We find a problem involving dividing a square into two areas and comparing the areas. A geometrical solution there is convincing (the blue and white regions have equal areas), but when I attack the same problem with a more cumbersome algebraic approach, I keep getting a different answer. Thus (see the website) :

The white region is the two semicircles minus the lens that has been counted twice.
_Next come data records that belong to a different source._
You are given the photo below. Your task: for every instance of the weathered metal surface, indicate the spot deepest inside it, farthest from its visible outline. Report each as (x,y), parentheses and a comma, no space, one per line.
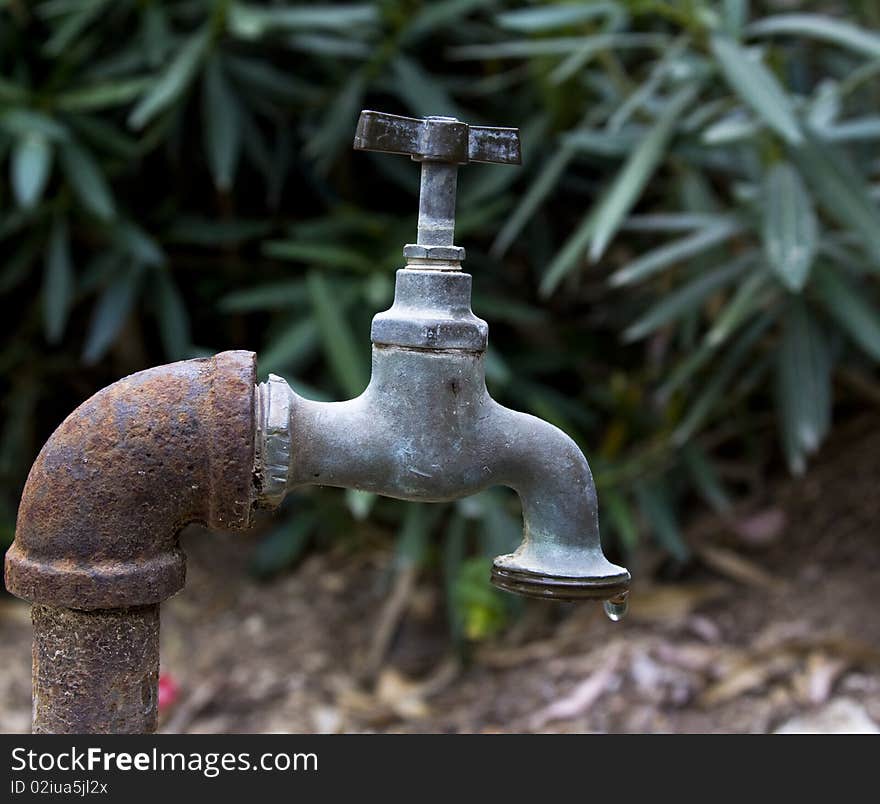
(436,139)
(95,672)
(426,428)
(109,492)
(441,144)
(431,310)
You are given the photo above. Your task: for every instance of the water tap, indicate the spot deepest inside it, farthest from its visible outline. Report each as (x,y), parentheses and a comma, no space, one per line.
(426,428)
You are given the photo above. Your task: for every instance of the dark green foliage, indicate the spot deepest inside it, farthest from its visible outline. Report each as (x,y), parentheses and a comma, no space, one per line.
(692,244)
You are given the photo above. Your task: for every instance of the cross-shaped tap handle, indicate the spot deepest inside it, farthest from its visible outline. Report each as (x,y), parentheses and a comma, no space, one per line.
(436,139)
(441,144)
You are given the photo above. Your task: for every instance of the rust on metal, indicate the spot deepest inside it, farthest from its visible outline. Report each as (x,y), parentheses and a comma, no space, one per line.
(111,489)
(95,672)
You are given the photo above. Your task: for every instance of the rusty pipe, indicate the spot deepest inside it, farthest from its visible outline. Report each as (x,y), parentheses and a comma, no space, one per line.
(96,543)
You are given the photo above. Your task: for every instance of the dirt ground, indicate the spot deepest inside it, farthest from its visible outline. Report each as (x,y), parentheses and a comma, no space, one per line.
(775,627)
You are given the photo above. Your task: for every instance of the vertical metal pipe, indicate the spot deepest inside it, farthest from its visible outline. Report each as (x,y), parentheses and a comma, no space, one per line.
(95,672)
(437,204)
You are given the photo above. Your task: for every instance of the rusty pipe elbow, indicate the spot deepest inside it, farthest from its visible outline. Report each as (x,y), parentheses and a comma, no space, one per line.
(111,489)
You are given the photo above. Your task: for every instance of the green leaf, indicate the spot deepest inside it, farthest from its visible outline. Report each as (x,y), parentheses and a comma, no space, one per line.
(222,125)
(758,88)
(101,96)
(789,226)
(585,46)
(657,509)
(259,77)
(58,282)
(216,233)
(848,306)
(30,164)
(130,238)
(272,296)
(634,176)
(803,377)
(249,21)
(109,315)
(719,379)
(602,222)
(617,511)
(549,17)
(326,254)
(284,545)
(705,478)
(422,92)
(339,344)
(287,350)
(21,122)
(359,503)
(538,191)
(87,181)
(685,299)
(172,317)
(817,26)
(173,81)
(747,299)
(677,251)
(72,27)
(339,120)
(841,191)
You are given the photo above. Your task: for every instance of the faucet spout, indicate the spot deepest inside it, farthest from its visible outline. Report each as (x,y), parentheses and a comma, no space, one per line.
(426,429)
(561,554)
Call the side of the square s and the lens L. We have
W = 2 (½) pi (s/2)^2 - L
Since the whole square can be seen as four of those semicircles minus four of those lenses, we have
s^2 = 4 ( ½ ) pi (s/2)^2 - 4 L
Solving this last for L, we have
L = (pi/8 - 1/4) s ^2
Plugging this into the first equation, we have
W = (pi/8+ 1/4) s^2
The Blue region must be
B = S^2 - W = s^2 - (pi/8 + 1/4) s ^2 = (3/4 - pi/8)s^2
This is not equal to W. What is my error?


Forum Staff
Dec 2006
Your first equation should be W = 2 (½) pi (s/2)^2 - 2 L.
Oct 2013
New York, USA
Since L was subtracted instead of 2L, the equation for W is too big by L. Taking W = (pi/8+ 1/4) s^2 and decreasing by L = (pi/8 - 1/4) s^2, makes W = (pi/8 + 1/4)s^2 - (pi/8 - 1/4)s^2. Then the pi/8 cancels out, and it becomes (1/4)s^2 - (-1/4)s^2 = (1/4)s^2 + (1/4)s^2 = (1/2)s^2.
Feb 2020
Pittsburgh, PA
to skipjack and EvanJ: Thanks so much ! My error seems obvious now that you've pointed it out, but I might never have seen it without your help.